I was fairly horrible at basketball, but I really wanted to play so I spent weeks doing nothing but shooting free throws in my spare time. I measured the distance from the hoop in my driveway. I sometimes walked to the school and practiced there. I got pretty good at them and the day came when I was one of the kids chosen to play three on three. The problem was that no one would tell me who my teammates were. The kids who were supposed to have been my teammates ultimately decided they would rather play two on three than be burdened by me. I didn't play lightning any more after that.
When I was 18 I auditioned for the music programs at three colleges. My safety school (University of Washington) took me without delay. My number two choice (University of Michigan) turned me down outright and my dream school (Indiana University) turned me down but very nicely mentioned in that rejection letter that I could attend school there anyway as a university division student.
It was still my dream so that's exactly what I did. I studied very hard for a semester and took another audition right before the winter break. I knew that I had improved quite a bit during those four months. I had gotten positive responses from my teacher, a doctoral candidate, and also from lessons with the professors themselves. I played with confidence in a booming auditorium that stood empty except for three very important sets of ears.
I sat down afterwards in that same auditorium with the department head. He was a tall thin man in his 70's with glasses that made his eyes look comically large. He had been the principal French hornist in Cincinnati for the bulk of his career. He said I should try again, that none of the professors were willing to take me into their studios at that time. I calmly thanked him, stood and walked out with a smile on my face as the world dropped out from under my feet.

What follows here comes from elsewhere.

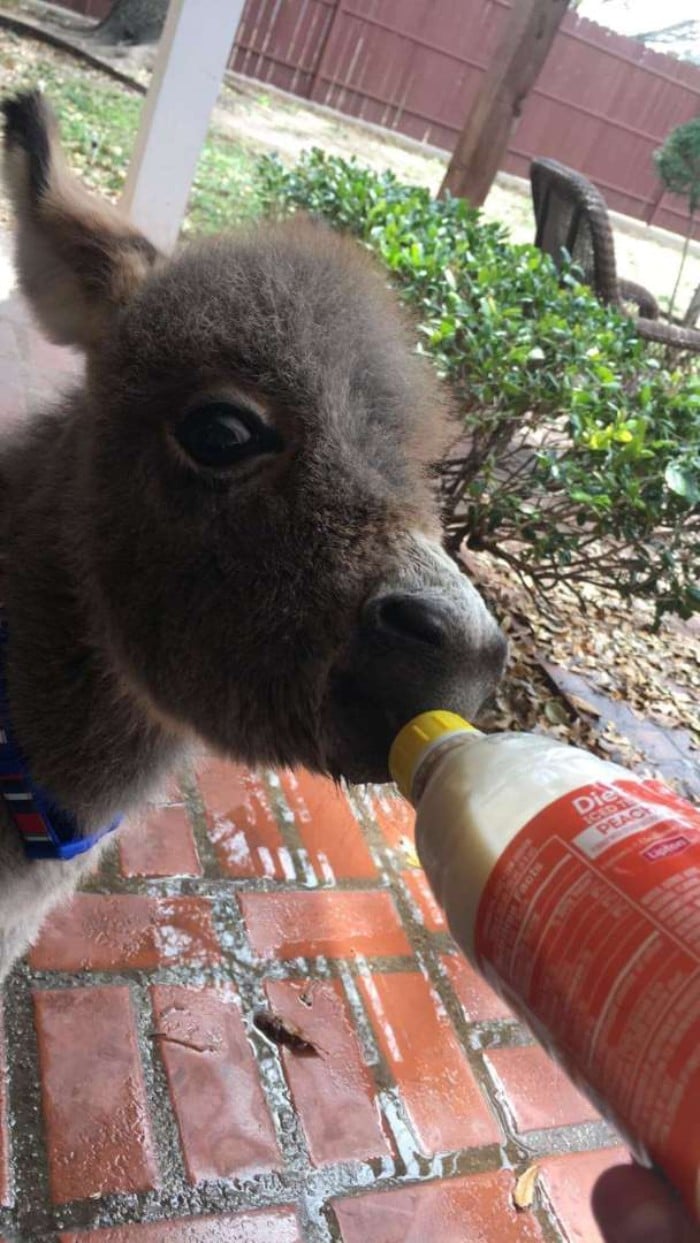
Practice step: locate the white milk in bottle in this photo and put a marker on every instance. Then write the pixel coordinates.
(573, 886)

This evening my coach let me know that he's not recommending me to be drafted onto a team at this time. It's not exactly a surprise. I know I have a lot of work to do. Still, the excitement of the approaching date had elicited the thought in my mind that perhaps I really could be picked up by a team in spite of the fact that I'm the second least experienced skater on our training team. So I'm giving myself the night to be sad. But just tonight.
After having been told 'no' for the second time at Indiana University I took a long walk. I tell people that I took an hour, but the truth is I'm not really sure how long it was. I went home and listened to some sad music. Then I started making some calls. I called my old French horn teacher at home. I called my dad. Then I called my mom and she freaked out a little. "Well what are you going to do Megan?" And I told her the only thing that made any sense to me at the time, "I'm going to try again."
I was terrified. I didn't know that the thing I wanted was the right thing. There were plenty of schools that would have taken me and plenty of other careers I could have chosen to pursue. But my 19 year old heart knew that I wasn't ready to walk away, so I didn't. Five months later I took another audition. Third time's a charm.